That's what I did... just wondering if there is another methodology
Frankx
Hi
@Ps56k2
Yes, I created the security prior to initiating the Buy Shares screen.
Frankx
767pilot
Is there anyway to set up an alert, say a week in advance of maturity to remind us to roll it over or that there will be money coming back to our account?
I'm guessing at maturity when it goes back to our bank, you reconcile it as a transfer from the manual treasury direct account you made. Sound about right?
Rocket J Squirrel
Do Tools > Alerts Center. Go to the Setup tab. Expand the Investing branch of the tree. Check Maturity Date. See your securities which will mature. Make the alert Urgent. I don't know how far in advance it alerts, though. The wording says "has reached", so it might alert too late. I haven't tried it. If that's the case, you might want to tell Quicken the bond will mature a week earlier than it actually will.
767pilot
How would you enter a t Bill where it pay 100,000 at maturity but your cash outlay is $98,000?
Frankx
Hi
@767pilot
,
The difference between the amount that one pays for a T Bill and the amount that is received at maturity is deemed to be Interest Income from a US government security. As such, it is taxable for Federal (think IRS) purposes but non-taxable for state and/or local tax purposes. Which means that you need to report that interest on your Federal tax return (i.e. Form 1040) in the tax year received, but it is not reportable, or taxable, for state and local tax returns.

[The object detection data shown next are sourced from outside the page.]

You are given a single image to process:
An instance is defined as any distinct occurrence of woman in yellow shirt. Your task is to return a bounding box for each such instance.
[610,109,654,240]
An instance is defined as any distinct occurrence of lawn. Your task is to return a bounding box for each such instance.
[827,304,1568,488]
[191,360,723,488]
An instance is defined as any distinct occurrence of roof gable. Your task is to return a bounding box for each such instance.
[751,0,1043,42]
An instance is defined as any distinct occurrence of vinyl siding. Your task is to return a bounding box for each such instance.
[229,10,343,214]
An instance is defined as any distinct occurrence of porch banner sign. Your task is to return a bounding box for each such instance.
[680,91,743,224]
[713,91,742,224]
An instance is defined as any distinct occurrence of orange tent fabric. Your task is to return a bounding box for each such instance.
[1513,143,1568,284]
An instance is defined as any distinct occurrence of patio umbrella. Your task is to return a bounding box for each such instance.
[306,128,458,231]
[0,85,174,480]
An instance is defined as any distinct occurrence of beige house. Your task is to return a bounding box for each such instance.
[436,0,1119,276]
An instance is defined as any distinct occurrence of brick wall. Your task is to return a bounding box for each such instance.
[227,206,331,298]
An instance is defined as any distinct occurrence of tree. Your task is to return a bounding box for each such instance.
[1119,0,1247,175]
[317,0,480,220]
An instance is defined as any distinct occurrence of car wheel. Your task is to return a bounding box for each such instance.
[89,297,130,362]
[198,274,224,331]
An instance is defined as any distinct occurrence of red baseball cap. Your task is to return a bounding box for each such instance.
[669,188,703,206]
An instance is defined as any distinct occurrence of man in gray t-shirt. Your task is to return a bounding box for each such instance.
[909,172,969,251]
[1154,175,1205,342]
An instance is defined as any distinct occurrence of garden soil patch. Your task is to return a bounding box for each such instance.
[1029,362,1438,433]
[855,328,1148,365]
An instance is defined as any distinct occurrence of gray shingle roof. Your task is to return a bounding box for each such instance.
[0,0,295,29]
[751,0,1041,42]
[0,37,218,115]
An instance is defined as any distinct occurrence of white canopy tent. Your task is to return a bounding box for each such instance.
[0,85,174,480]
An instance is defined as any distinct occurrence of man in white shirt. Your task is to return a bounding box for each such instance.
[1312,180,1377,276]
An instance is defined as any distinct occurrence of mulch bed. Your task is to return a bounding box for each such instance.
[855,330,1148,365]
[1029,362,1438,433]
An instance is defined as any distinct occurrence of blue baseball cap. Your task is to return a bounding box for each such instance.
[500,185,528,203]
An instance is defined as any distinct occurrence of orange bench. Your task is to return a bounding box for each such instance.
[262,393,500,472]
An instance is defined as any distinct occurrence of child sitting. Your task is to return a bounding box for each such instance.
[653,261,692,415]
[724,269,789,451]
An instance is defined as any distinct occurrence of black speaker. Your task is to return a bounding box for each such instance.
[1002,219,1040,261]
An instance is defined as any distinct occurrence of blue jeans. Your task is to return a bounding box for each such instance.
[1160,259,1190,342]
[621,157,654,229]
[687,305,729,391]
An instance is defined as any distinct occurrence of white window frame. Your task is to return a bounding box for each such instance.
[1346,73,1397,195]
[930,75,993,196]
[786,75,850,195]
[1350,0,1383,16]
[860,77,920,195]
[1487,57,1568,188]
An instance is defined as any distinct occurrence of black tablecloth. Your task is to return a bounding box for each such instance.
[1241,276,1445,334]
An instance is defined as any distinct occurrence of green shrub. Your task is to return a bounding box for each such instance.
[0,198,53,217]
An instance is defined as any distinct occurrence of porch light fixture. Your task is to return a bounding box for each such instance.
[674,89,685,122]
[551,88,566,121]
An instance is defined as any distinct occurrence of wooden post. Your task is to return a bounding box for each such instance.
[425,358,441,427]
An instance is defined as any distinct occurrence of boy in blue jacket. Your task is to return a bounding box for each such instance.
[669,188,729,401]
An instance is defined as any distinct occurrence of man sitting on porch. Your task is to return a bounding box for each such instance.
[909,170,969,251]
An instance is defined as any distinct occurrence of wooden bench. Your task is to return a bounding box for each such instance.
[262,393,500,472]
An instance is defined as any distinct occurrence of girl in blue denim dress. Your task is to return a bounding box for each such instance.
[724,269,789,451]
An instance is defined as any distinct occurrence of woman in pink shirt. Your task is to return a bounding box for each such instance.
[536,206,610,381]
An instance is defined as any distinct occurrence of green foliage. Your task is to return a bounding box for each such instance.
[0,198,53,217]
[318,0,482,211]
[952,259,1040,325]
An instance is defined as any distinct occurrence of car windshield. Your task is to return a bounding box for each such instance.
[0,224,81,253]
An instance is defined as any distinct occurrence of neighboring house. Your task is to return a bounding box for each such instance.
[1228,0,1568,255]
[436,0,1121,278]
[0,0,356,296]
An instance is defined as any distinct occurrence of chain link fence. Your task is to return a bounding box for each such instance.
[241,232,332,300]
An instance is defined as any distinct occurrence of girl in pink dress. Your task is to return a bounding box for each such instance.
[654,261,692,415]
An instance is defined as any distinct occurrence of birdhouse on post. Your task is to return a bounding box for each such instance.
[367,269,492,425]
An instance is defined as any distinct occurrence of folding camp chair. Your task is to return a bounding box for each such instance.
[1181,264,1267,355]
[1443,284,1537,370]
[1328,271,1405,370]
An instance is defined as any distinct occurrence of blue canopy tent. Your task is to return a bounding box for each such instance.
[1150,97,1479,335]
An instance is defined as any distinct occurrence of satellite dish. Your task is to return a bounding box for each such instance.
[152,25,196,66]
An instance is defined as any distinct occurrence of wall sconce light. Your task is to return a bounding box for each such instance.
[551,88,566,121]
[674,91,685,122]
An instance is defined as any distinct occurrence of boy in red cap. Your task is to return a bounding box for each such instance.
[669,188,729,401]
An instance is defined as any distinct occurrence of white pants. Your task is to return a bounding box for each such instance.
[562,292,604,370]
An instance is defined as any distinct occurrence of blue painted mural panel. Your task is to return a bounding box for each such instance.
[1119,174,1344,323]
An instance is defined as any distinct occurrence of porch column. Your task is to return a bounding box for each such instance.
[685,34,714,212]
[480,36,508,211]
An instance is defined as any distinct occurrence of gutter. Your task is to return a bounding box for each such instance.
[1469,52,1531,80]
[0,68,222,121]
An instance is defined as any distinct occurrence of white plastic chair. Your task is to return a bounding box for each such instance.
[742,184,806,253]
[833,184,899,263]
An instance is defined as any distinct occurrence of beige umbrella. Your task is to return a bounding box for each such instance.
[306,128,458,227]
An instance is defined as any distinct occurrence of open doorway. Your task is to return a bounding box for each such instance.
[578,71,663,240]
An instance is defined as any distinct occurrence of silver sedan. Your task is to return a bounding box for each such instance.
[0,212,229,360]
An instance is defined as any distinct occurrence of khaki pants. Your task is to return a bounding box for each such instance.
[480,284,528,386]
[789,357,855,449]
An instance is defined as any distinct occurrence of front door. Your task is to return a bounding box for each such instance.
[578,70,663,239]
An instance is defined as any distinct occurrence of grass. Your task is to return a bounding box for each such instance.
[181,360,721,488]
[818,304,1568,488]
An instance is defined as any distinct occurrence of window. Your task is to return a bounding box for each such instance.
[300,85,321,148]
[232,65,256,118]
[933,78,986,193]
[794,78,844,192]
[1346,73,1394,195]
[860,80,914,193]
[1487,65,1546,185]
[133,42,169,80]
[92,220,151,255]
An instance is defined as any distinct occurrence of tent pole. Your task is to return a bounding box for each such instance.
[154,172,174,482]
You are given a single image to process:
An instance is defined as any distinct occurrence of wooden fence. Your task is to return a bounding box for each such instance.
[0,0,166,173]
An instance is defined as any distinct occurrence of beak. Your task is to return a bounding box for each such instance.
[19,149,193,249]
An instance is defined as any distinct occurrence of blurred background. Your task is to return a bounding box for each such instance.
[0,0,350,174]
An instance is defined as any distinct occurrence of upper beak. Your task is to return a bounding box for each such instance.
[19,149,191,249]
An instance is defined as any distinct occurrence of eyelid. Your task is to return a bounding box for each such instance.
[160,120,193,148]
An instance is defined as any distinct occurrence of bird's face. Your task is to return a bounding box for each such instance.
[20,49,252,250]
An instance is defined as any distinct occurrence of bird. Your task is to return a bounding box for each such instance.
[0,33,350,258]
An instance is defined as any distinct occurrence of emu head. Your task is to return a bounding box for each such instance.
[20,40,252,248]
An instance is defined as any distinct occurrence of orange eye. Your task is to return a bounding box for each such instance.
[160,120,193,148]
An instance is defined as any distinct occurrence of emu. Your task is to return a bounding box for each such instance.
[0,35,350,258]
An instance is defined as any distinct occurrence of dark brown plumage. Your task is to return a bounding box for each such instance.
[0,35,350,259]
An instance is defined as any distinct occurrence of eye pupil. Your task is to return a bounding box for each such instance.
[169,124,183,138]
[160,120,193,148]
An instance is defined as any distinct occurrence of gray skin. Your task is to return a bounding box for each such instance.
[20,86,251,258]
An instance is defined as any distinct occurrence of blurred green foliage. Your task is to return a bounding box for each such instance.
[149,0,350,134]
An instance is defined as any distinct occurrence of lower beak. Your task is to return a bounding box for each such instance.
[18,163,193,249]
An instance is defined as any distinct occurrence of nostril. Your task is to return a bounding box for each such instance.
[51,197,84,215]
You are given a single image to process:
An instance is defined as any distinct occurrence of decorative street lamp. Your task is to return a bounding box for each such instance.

All that being said, when the T Bill matures (and not before unless you are an accrual basis taxpayer) - you should record the $2,000.00 as interest income in Quicken. And, if you have setup Quicken with this level of detail, that interest would be non-taxable for Federal purposes but only taxable for state and/or local purposes in the year of maturity.
Let me know if you have any additional questions.
Frankx
[N.B. the information presented above is not the provision of tax return preparation or advice, or information related to the preparation of, or review of tax return information. It is not, in any way, connected to the preparation or review of a tax return, and does not, in any way, represent the provision of tax related advice.]